Asla pes etme.Ersin,bir keresinde bir kabus görmüştü.Gördüğü kabustan o denli etkilenmişti ki,yaşadıklarını bir kağıda not etmişti.
"ormanda bir şey vardı,varlığının ne olduğu bilinmeyen.O bir şeytandı belki,ve ölümsüzdü.Çok karanlıktı,onun ne olduğunu göremiyordu,fakat, kendisine gelmekte olan kötülüğü hissediyordu.Durmaksızın koşuyordu,ağaçlardan kanlar akıyordu.Bu ucu,bucağı olmayan ormanda bir gariplik vardı,varlığının ne olduğu bilinmeyen, ve kendisine doğru yavaş-yavaş yaklaşıyordu.Koşarken başı çatlayacakmışçasına ağrıyordu.Kendisini kötü hissediyordu.Hala umut var mıydı?korku filmlerinden birindeydi sanki,korku içindeydi, ve onu arkadan takip ediyordu.Olanca hızıyla koşmayı sürdürdü,ta ki kanlı bir yaratık arkadan kendisine saldırana kadar.Ağzından kanlar fışkırdı,ve kanı yere kustu.Korkunç yaratık her yerini bıçakla doğramaya başlamıştı.Ve acımasız bir biçimde öldü".
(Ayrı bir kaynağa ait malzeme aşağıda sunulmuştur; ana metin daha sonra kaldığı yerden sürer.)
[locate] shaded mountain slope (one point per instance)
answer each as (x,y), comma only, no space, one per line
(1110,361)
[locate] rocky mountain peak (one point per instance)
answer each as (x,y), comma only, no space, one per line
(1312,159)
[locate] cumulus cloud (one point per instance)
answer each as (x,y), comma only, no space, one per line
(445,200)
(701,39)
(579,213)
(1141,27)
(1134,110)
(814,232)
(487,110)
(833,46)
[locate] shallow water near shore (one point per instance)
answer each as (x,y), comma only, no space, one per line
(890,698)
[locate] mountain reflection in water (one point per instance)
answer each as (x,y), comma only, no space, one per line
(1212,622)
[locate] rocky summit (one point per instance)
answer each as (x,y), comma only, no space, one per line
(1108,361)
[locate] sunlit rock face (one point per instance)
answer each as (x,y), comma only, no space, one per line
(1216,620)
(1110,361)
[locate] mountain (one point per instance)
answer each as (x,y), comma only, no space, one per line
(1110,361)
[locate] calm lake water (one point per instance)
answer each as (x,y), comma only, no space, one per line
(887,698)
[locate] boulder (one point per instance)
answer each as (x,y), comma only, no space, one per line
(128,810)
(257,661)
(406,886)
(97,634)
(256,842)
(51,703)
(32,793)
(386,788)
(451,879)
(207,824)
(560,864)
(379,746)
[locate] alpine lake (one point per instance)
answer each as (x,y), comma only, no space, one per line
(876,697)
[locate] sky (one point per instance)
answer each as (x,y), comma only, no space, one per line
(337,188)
Ne kabus,ama, dedi içinden.Bunu düşündüğü esnada ağacın kenarına konmuş olan bir baykuş kendisine dikkatli bir biçimde bakmaktaydı.Bir baykuş kendisine bakıyordu,bunda hiç bir tuhaflık yoktu,hatta son derece normal bir durumdu,ama,bu ormandaki her normal olay,ona tuhafmış gibi geliyordu.Ersin,bunun nedenini bilmiyordu.Kafayı yiyor olmalıyım.Eskiden gittiği bir psikolog vardı,onu tekrardan arasa mıydı?bilemiyordu.Bu gibi durumlar için özel klinikler,psikiyatristler, tedaviler vardı.Gidebilirdi.Hatta akıl hastaları için özel klinikler vardı.Tanrım bunu düşünebildiğine inanamıyordu.Eğer onlardan birine yatarsa her şeyini kaybederdi,aklını bile.Bu tıpkı suçsuz yere hapis yatmaya benziyordu.Ya da akli dengesi yerinde olmasına rağmen zorla akıl hastanesine yatırılmaya benziyordu.Bundan bir roman çıkar diye düşündü,içinden.Bu ara kabuslarında sürekli olarak cadıları,yaratıkları,perileri görüyordu.Bu geziye çıktığından beri bir türlü uyuyamıyordu.Kabusları da gittikçe artıyordu.Rüyalarında olmayan şeyler görüyordu.Öyle ki, tıpkı gerçekmişçesine rüyanın içinde rüyalardı bunlar.Nasıl mı? rüyasının içinde de gördüklerinin rüya olduğunu bilip,uyanamıyordu.En son rüyasında uzaylıları görmüştü.Bir uzay gemisi gelip,onu kaçırmıştı.Uzaylılar bir deney üzerinde çalışıyorlardı.Dünyayı yok edecek türden bir deney.
"Neden insanlardan,bizden ne istiyorsunuz?diye sormuştu,"rüyasında.